The Config object is also a singleton, though copies can be created to create local versions:

def set_param(key, value, copy=False):
    if copy:
        config = Config.deepCopy()
    else:
        config = Config()

    config[key] = value

def get_param(key, copy=False):
    if copy:
        config = Config.deepCopy()
    else:
        config = Config()
    return config[key]

>>> set_param('persist', True) # Global
>>> get_param('persist') # Global
True
>>> set_param('local', True, copy=True)
>>> get_param('local')
Null
>>> get_param('persist', copy=True) # Copies global instance
True

Because it is a singleton, you can also use Config directly instead of a variable as well as use the object across the Python instance:

# Script 1
from mlky import Config

Config(a=1, b=2) # initialize somewhere
# Script 2
from mlky import Config

assert Config.a == 1
assert Config.b == 2

Ideally you would want to initialize the Config object at the beginning and then leverage the global instance:

from mlky import Config

def process(item):
  if Config.param:
    ...

def main():
  for item in Config.process:
    process(item)

if __name__ == '__main__':
  Config('/some/config.yaml')
  main()

Detailed Walkthrough

The following will be used as an example:

from glob import glob

from mlky import Config

def process(files):
  for file in files:
    with open(file, 'r') as f:
      lines = f.readlines()

    if Config.skip_header:
      lines = lines[Config.header:]

    ... # Some arbitrary other processing code

    if Config.output:
      with open(Config.output.file, 'a') as f:
        f.writelines(lines)

if __name__ == '__main__':
  parser = argparse.ArgumentParser()
  parser.add_argument('-c', '--config', required=True)
  parser.add_argument('-p', '--patch')
  args = parser.parse_args()

  Config(args.config, args.patch)

  if Config.get('input'):
    files = glob(f'{Config.input}/*')
    process(files)
  else:
    print('Error: No input provided!')

Command: python script.py -c /some/config.yml -p "sect1<-sect2"

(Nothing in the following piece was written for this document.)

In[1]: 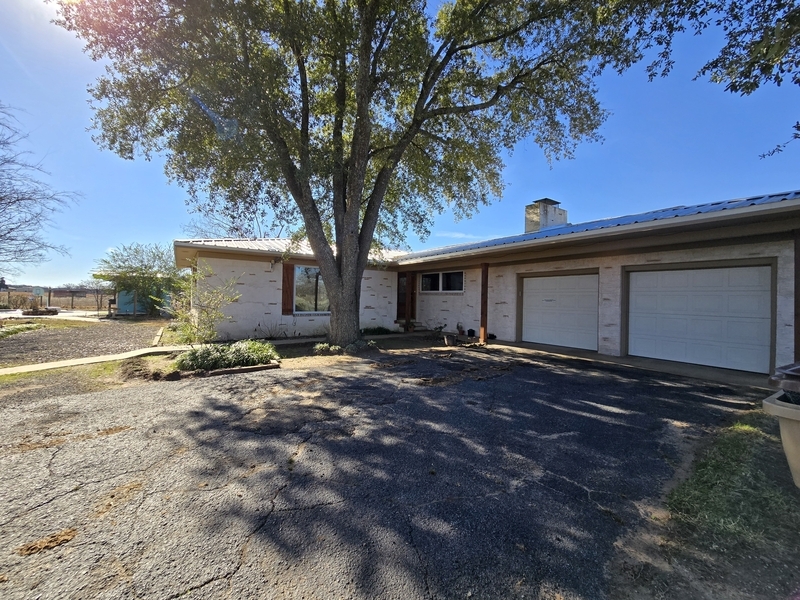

Calling the script with the above command will step through:

  1. Initialize the global Config instance with the file and patch provided a. That is, sect1 in the config.yml will be patched with sect2
  2. Check if Config.input exists a. If it is in the Config, return it as-is. If it is not, this will be a Null value which evaluates to False
  3. Use the value at Config.input to glob some directory
  4. Process the collected files
  5. For each file, read in the data
  6. If Config.skip_header is defined, use the (expected to be an int) value of Config.header a. It is on the user to ensure proper safeguards are inplace.
    b. Multiple possible safeguards include:
    1. int(Config.header) to raise an exception if the value cannot be casted to an integer
    2. Config.get('header', 5) to use a default value if this key is not in the config
    3. A definitions file to ensure this key is an int (safest)
  7. Check if Config.output is defined, which is expected to be a Sect
  8. Append write data to Config.output.file